For seven long months, they were silenced. Alejandro Henríquez, a dedicated environmental lawyer, and Pastor José Ángel Pérez, a pillar of his rural community, languished in a Salvadoran prison. Their crime? Daring to peacefully protest the impending eviction of over 300 families from the El Bosque agricultural cooperative.
The protest, a desperate plea for help, targeted President Nayib Bukele directly. Families, facing displacement, staged a sit-in near the president’s residence, hoping to capture his attention and secure a lifeline. Instead, they met with force – military police dispersing the demonstration with pepper spray, targeting even women and children.
Pastor Pérez was the first to be arrested, seized during the chaotic dispersal on May 12th. The following day, Henríquez, providing legal counsel to the cooperative, was also detained. The message was chillingly clear: dissent would not be tolerated.
Their release, finally secured through an “abbreviated criminal procedure,” felt less like justice and more like a strategic retreat. Facing a system seemingly determined to silence them, they accepted a plea deal – three years of probation, including a travel ban and restrictions on future protests – to regain their freedom. It was a bitter compromise, a concession made in the absence of any genuine investigation.
Defense attorney Oswaldo Feusier revealed the stark reality: exculpatory evidence was ignored, witnesses were never interviewed. The prosecution, he explained, simply wanted a conviction, and this procedure allowed them to achieve it. Neither man admitted guilt, and the charges themselves, Feusier argued, did not constitute a crime.
Emerging from the Integrated Judicial Center, Pastor Pérez expressed profound gratitude. “It is the greatest blessing,” he said, acknowledging the support that sustained him through the ordeal. His relief was palpable, a testament to the power of collective hope.
Henríquez, though free, remains restricted.

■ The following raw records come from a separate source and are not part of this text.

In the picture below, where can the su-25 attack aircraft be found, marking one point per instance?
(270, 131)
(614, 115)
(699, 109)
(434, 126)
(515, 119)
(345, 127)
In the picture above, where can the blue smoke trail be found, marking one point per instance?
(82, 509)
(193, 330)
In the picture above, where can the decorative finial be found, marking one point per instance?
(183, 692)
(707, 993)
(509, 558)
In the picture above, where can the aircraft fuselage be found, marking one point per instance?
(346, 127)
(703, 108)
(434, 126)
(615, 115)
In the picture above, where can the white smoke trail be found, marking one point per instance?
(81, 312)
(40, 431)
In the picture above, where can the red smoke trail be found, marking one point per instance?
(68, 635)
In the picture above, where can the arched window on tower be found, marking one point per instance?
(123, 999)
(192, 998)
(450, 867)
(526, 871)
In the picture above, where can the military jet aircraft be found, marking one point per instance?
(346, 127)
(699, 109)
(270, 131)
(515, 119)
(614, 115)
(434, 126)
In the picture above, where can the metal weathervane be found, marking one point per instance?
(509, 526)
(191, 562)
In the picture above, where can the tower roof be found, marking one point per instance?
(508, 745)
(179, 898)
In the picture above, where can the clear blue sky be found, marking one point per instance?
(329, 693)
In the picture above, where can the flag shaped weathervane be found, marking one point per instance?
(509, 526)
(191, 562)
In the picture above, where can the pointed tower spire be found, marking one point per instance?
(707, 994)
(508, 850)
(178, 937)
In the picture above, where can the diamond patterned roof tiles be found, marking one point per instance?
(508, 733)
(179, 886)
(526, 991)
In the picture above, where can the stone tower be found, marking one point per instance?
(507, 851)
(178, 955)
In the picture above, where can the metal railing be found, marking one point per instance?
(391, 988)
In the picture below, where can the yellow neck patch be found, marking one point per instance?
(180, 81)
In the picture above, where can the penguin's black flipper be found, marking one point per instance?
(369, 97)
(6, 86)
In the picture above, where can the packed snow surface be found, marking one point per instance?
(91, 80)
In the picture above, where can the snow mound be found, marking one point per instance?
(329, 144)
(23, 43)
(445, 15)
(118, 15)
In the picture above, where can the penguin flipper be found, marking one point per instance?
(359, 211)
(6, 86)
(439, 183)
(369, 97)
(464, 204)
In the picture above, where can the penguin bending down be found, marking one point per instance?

Barred from participating in public demonstrations for three years, he vowed to continue his fight. “I will undoubtedly continue defending human rights and supporting communities that suffer land and water dispossession,” he declared, his resolve unbroken.
The international community has condemned the arrests as a blatant attack on freedom of expression. Amnesty International labeled Henríquez and Pérez “prisoners of conscience,” highlighting their imprisonment as a direct consequence of exercising their fundamental right to peaceful protest.
However, their release is only a partial victory. Amnesty International points to others – Ruth López, Fidel Zavala, and Enrique Anaya – still facing criminalization for speaking out against the government. The crackdown on dissent continues.
The roots of the conflict run deep, tracing back to El Salvador’s agrarian reform in the 1980s. The El Bosque cooperative was born from a promise of land redistribution, a chance for farming families to build a better future. But decades later, allegations of fraud and land grabbing by a company called Proyectos e Inversiones (PROYIN S.A. de C.V.) threaten to undo that progress.
Adding to the pressure, President Bukele has targeted civil society organizations, blaming them for the El Bosque protest and pushing through a controversial “Foreign Agents Law.” This legislation, imposing hefty taxes and restrictions on funding, aims to silence critical voices and force organizations into closure.
The case of Alejandro Henríquez and Pastor José Ángel Pérez is a stark warning. It reveals a disturbing trend of repression, a chilling attempt to stifle dissent and control the narrative in El Salvador. Their freedom is a victory, but the fight for justice, for the right to peaceful protest, is far from over.